Sambil menarik sudut bibir dan menunjukkan tatapan mengejek, Kalandra berkata, “Karena hanya kau yang mudah dibawa ke sini dengan sebuah alasan embel-embel ‘surat wasiat’ dan aku yakin, satu rupiah pun Sagara tidak memberimu uang kan? Jika aku mencari wanita lain, aku harus siap menggelontorkan banyak uang.”
“Dasar gila!” umpat Ishvara dengan dada kembang kempis. “Bajingan kau!” tambahnya kian berapi-api.
Kalandra membuat downward smile seraya mengangkat kedua bahu. “Begitulah orang-orang menanggilku.” Dia menganggap apa yang dikatakan wanita itu seperti pujian.
Ishvara kembali tertampar kenyataan pahit.

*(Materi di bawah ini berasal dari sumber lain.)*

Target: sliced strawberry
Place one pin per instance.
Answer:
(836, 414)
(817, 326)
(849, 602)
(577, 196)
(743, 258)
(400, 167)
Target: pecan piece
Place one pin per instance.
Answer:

Sempat berkhayal tentang kehidupan normal penuh kebahagiaan yang diidam-idamkan para wanita di luaran sana, mengapa dirinya malah terjebak dalam situasi seperti ini?
“Aku tidak seharusnya ada di sini!” Ishvara berdiri dari kursi. Kadung tersulut emosi, dirinya tak bisa lagi diam dan hanya mendengarkan ocehan tak bermutu Kalandra.
“Aku akan pulang kembali ke kampung,” putus Ishvara tegas yang sudah berancang-ancang melangkah pergi, siap meninggalkan ruangan. Dengan gesit kedua kakinya berderap, suara langkahnya terdengar grasak-grusuk.
“Mau ke mana? Kau pikir bisa pergi begitu saja?” Kalandra dengan wajah tenangnya berjalan mendekati Ishvara yang sedang kesulitan membuka pintu.
“Buka! Siapapun yang ada di luar tolong buka pintu ini!” Ishvara berteriak hingga urat-urat di lehernya nampak, tangannya yang gemetaran masih berusaha membuka knop pintu.
“Usahamu itu sia-sia, kau tidak akan bisa pergi ke mana-mana setelah ada di sini. Jadi, hapus air matamu itu. Berhentilah menangis.” Kalandra sudah berdiri tepat di belakang tubuh Ishvara yang lunglai dekat pintu.
“... Lebih baik tanda tangani surat perjanjian ini.” Kalandra mengeluarkan selembar kertas dari balik jas nya. “Aku ingin pernikahan kita dilakukan secepatnya.”